2018-10-30, 11:44:30
Reply #11

Dionysios.TS

  • Active Users
  • **
  • Posts: 766
    • View Profile
    • Evolvia Imaging
I have some updates but I am not sure if they may help. Better share them with you in any case.

Lets start:

- Yesterday I sent to Backburner 6 jobs.
- At 10pm I checked via TeamViewer the DR Master to see how the jobs are doing.
- One of the job was freezed under this condition: Corona VFB was open but freezed, the noise threshold was reached so the job was completed at 100% but Corona was there, waiting and doing nothing.
- I decided to check what the others DR servers where doing at this point.
- DR Server 03 was in standby mode! Not working at all, normal if you consider that the rendering process had reached the 100% state.
- I then connected to my personal workstation which during the nights I use is as DR server as well, guess what??? The DR server mode was on rendering!!! WTF! :)
- I checked the Logs and I found that in that specific moment was calculating passes and couldn't send the file to the DR Master!!!
- I closed the DR server on my machine at this point and you know what? The DR Master finally completed the job instantly and saved the file...
- Last thing, I opend the task manager of my PC and I found another 3ds Max process going on but I closed the DR server a while ago. It seems that a second 3ds Max process was going on and maybe created prblems to the DR process at the end? I don't know guys.
- I started the DR server on my machine again and till now all the rest of Backburner jobs are go on without problems till now.

Excuse me for the long message here but I am trying to hel and be as detailed as I can.

Thanks,

Dionysios -

2018-10-30, 19:02:31
Reply #12

maru

  • Corona Team
  • Active Users
  • ****
  • Posts: 12758
  • Marcin
    • View Profile
Thanks for your message. It may be crucial that there is a 2nd instance of 3ds Max running. We have recently identified a similar issue.
We will investigate this - stay tuned for updates.
Marcin Miodek | chaos-corona.com
3D Support Team Lead - Corona | contact us

2018-10-30, 21:54:13
Reply #13

Dung (Ivan)

  • Corona Team
  • Active Users
  • ****
  • Posts: 38
    • View Profile
I have some updates but I am not sure if they may help. Better share them with you in any case.

Lets start:

- Yesterday I sent to Backburner 6 jobs.
- At 10pm I checked via TeamViewer the DR Master to see how the jobs are doing.
- One of the job was freezed under this condition: Corona VFB was open but freezed, the noise threshold was reached so the job was completed at 100% but Corona was there, waiting and doing nothing.
- I decided to check what the others DR servers where doing at this point.
- DR Server 03 was in standby mode! Not working at all, normal if you consider that the rendering process had reached the 100% state.
- I then connected to my personal workstation which during the nights I use is as DR server as well, guess what??? The DR server mode was on rendering!!! WTF! :)
- I checked the Logs and I found that in that specific moment was calculating passes and couldn't send the file to the DR Master!!!
- I closed the DR server on my machine at this point and you know what? The DR Master finally completed the job instantly and saved the file...
- Last thing, I opend the task manager of my PC and I found another 3ds Max process going on but I closed the DR server a while ago. It seems that a second 3ds Max process was going on and maybe created prblems to the DR process at the end? I don't know guys.
- I started the DR server on my machine again and till now all the rest of Backburner jobs are go on without problems till now.
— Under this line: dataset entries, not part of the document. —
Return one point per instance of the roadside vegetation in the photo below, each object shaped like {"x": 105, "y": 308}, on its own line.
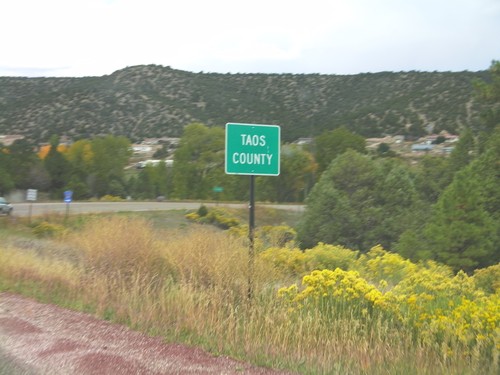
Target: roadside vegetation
{"x": 327, "y": 309}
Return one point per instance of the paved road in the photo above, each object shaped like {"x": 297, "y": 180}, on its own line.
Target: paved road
{"x": 44, "y": 339}
{"x": 37, "y": 209}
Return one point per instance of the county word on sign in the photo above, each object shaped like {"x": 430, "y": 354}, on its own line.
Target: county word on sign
{"x": 253, "y": 149}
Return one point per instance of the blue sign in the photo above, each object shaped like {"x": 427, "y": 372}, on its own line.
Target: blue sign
{"x": 68, "y": 196}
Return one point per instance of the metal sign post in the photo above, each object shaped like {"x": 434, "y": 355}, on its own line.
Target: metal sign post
{"x": 68, "y": 197}
{"x": 252, "y": 150}
{"x": 31, "y": 195}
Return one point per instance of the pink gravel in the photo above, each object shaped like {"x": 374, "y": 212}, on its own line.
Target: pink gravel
{"x": 46, "y": 339}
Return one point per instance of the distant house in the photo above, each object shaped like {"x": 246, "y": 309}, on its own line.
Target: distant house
{"x": 153, "y": 163}
{"x": 141, "y": 149}
{"x": 303, "y": 141}
{"x": 8, "y": 140}
{"x": 422, "y": 147}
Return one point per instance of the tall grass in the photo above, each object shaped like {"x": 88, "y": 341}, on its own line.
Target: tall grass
{"x": 191, "y": 286}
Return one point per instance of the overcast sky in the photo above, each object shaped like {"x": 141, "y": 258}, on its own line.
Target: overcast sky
{"x": 97, "y": 37}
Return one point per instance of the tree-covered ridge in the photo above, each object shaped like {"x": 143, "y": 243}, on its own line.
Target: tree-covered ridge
{"x": 150, "y": 101}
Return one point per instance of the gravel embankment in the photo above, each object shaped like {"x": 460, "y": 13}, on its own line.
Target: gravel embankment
{"x": 38, "y": 338}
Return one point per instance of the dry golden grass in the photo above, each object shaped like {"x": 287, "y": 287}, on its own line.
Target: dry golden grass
{"x": 192, "y": 286}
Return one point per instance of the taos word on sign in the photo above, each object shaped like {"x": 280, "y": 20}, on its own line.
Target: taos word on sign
{"x": 253, "y": 149}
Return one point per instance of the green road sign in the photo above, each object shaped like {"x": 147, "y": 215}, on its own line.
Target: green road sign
{"x": 253, "y": 149}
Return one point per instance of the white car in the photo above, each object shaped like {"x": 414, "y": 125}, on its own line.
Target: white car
{"x": 5, "y": 207}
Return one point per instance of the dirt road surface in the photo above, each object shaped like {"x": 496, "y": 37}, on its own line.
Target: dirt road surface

Excuse me for the long message here but I am trying to hel and be as detailed as I can.

Thanks,

Dionysios -

Hi, are you using Corona DR? Or Backburner servers? I want to setup the same scenario and so far I was able to set up with Backburner servers only when using Backburner Monitor.

Thank you for your patience :)

2018-10-31, 10:33:44
Reply #14

Dionysios.TS

  • Active Users
  • **
  • Posts: 766
    • View Profile
    • Evolvia Imaging
Quote
Hi, are you using Corona DR? Or Backburner servers? I want to setup the same scenario and so far I was able to set up with Backburner servers only when using Backburner Monitor.
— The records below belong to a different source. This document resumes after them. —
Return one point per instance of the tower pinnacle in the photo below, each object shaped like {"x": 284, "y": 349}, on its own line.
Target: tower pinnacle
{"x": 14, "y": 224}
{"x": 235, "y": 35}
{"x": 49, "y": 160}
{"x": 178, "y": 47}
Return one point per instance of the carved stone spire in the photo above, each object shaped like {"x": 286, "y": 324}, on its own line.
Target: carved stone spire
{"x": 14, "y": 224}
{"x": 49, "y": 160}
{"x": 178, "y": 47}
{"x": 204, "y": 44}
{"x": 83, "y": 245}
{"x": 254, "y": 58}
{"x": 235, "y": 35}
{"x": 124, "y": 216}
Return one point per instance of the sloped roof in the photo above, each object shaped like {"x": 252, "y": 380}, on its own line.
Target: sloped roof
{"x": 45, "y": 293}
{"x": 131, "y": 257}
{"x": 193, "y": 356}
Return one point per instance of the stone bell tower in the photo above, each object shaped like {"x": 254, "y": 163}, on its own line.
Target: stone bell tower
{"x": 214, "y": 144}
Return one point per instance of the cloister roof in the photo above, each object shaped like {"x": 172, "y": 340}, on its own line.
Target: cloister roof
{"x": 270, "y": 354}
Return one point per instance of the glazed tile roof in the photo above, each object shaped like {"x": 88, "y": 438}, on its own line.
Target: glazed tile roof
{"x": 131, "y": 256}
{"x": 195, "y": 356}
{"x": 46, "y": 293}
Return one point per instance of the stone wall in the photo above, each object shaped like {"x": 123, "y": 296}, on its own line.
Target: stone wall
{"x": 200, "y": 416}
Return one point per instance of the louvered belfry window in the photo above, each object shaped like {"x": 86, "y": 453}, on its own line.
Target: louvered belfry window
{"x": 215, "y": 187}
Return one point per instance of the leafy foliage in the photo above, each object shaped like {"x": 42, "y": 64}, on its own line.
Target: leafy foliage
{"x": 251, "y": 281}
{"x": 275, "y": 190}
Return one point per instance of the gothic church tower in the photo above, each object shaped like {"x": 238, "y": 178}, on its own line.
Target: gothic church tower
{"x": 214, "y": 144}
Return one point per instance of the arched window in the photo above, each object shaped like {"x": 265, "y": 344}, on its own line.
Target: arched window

Thank you for your patience :)

Hi and I am glad to help!
 
I also have some updates but first I'll answer your question.
This is our render farm setup:

Workstation 1 (used as DR server during the night and during the day uses the DR Servers below if available for rendering tests)
Workstation 2 (used as DR server during the night and during the day uses the DR Servers below if available for rendering tests)
DR Server 04  (used as Backburner Manager and DR Master machine during the Backburner process)
DR Server 03  (only DR Server)

So basically, DR Server 04 Receives the jobs from Backburner and renders them using all the above computers in DR mode.

Here is my today update:

The freeze happened again tonight and I saw it remotely from my phone this morning.
Again, DR Server 04 was freezed but this time wasn't my workstation who was stuck on the saving process but DR Server 03.
"Magically", turning off DR Server process on the DR Server 03 resolved the problem on the DR GENERAL PROCESS and the image was saved instantly and Backburner loaded to the next job.

I took a capture screen images of the DR Server's task manager when I close the DR Server process and I see a Corona process on!!! What is this? (See image below)
Sorry for the size of the screenshot but was made by my phone.

So in general, one of the DR servers (Workstations or DR Server 03) during the Backburner process has difficulty to save the passes and goes on in infinity even if the passes on the master machine are 100% done. And all the Dr process freezes.

This is all I can report for now.

Thanks,

Dionysios -

« Last Edit: 2018-11-05, 13:47:46 by maru »